Let's look at p=7 and a = 2. Try to do a few other examples, including other primes, such as p = 11, yourself.

Following the hint in the problem we want to look at the set $$2, 2\cdot 2, 3\cdot 2, 4\cdot 2, 5\cdot 2, 6\cdot 2.$$ and the product of all the elements in this set.

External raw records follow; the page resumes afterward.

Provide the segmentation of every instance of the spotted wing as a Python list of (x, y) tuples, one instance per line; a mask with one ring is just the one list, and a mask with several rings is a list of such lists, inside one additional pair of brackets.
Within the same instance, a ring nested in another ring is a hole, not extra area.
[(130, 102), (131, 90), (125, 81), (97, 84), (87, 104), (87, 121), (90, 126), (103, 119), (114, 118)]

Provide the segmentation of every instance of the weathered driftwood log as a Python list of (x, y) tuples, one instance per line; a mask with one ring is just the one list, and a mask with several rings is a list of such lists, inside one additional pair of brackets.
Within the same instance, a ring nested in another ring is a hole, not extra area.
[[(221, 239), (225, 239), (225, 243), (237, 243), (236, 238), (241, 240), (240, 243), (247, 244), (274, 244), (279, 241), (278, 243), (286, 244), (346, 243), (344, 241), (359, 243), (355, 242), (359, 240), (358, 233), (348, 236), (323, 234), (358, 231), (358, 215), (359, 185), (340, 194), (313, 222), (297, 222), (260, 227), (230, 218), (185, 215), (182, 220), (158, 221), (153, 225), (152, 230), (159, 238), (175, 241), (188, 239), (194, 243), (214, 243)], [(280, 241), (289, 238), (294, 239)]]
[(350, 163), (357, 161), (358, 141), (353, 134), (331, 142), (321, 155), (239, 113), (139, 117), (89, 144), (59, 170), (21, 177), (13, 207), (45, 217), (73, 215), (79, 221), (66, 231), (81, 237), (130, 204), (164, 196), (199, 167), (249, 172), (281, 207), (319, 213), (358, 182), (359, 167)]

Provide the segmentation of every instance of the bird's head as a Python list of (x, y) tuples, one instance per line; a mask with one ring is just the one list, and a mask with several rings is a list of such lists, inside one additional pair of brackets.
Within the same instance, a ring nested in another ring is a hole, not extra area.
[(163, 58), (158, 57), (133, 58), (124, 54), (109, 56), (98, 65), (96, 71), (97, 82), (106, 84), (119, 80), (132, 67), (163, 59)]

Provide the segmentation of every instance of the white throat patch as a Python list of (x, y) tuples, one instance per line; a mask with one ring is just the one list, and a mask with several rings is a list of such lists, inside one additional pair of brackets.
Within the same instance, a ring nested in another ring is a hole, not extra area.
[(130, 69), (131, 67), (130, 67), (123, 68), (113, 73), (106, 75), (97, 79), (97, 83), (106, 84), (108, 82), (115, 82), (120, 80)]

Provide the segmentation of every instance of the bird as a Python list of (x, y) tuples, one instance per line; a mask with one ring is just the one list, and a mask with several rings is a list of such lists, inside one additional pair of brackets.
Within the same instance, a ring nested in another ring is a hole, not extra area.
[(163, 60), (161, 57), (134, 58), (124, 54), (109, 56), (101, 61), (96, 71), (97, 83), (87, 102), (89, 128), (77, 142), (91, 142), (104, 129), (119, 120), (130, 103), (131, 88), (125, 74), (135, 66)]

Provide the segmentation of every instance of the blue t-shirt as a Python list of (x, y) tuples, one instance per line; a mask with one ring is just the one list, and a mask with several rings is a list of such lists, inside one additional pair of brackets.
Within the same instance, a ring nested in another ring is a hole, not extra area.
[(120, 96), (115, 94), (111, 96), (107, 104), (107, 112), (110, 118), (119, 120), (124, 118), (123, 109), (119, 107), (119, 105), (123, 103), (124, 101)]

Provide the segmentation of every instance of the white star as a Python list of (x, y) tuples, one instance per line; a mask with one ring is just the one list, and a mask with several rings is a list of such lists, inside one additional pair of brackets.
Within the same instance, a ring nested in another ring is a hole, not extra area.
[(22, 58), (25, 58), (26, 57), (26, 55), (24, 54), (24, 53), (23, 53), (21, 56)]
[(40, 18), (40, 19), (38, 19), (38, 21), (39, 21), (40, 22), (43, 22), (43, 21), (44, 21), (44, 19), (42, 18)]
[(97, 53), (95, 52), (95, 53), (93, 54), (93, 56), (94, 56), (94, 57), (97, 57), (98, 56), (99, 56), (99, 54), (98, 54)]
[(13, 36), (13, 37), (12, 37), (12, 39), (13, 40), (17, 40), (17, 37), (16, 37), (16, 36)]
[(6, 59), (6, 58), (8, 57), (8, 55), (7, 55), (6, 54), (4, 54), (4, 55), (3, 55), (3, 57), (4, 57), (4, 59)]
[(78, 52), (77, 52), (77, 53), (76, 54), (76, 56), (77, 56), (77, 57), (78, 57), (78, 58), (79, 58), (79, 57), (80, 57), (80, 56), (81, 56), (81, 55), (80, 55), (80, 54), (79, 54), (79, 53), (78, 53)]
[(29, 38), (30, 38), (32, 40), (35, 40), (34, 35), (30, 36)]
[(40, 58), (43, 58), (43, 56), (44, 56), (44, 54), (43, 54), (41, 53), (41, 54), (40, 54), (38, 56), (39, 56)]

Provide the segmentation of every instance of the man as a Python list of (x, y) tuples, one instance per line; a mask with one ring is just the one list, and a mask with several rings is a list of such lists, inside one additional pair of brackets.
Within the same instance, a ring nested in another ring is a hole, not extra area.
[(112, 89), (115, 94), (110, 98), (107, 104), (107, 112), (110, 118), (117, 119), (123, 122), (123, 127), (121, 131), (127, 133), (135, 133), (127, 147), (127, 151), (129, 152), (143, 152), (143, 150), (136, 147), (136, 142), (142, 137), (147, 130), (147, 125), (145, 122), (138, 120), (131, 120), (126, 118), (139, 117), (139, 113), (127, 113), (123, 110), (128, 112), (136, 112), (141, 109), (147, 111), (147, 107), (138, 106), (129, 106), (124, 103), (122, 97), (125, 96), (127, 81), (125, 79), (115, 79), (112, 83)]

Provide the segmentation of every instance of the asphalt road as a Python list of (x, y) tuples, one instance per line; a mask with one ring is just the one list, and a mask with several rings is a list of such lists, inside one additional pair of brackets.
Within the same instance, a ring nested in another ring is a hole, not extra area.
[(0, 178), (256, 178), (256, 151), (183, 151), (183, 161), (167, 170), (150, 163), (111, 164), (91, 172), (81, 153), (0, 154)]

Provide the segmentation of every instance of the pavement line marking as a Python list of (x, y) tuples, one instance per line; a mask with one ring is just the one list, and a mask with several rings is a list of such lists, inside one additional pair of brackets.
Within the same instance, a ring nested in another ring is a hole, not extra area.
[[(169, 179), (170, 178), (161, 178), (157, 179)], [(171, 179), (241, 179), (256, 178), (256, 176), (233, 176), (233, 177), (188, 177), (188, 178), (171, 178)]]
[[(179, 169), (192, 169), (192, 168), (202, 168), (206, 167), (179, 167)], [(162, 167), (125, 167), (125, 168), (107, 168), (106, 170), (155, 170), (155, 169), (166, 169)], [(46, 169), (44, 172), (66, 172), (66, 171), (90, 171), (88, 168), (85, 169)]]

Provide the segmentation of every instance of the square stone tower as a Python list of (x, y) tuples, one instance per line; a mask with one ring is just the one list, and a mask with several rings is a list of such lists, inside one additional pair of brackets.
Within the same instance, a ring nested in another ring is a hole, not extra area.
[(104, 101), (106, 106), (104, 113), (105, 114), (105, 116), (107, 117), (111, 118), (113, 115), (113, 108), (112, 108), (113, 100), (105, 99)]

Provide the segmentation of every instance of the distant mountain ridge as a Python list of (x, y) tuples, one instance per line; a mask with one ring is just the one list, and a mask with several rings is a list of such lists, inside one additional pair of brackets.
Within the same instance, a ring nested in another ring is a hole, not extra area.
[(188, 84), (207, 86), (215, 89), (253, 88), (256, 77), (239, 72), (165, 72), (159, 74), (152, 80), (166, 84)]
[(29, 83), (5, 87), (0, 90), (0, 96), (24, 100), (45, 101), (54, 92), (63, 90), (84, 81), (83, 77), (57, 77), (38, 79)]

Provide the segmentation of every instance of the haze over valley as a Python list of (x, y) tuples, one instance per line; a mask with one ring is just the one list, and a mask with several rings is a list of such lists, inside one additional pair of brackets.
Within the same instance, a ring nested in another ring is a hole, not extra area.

Note that pulling out a 2 in each term, the product is just equal to $2^6\cdot 6!$. Simplifying each term in the set (mod 7), however, gives $$2, 4, 6, 1, 3, 5.$$ Note this is all the numbers 1-6, so the product of this is just 6!. Thus we have showed that $$2^6 \cdot 6! \equiv 6! \pmod{7}$$ Therefore, cancelling the 6! (which is possible as gcd(6!, 7) =1 so we can multiply by the mod. mult. inverse) we get $2^6 \equiv 1\pmod{7}$ which is what Fermat's Little Theorem says for $p = 7$ and $a = 2$.

As mentioned above, this is the main idea for any p and any a, so try to write out a few more examples to try to understand the general pattern.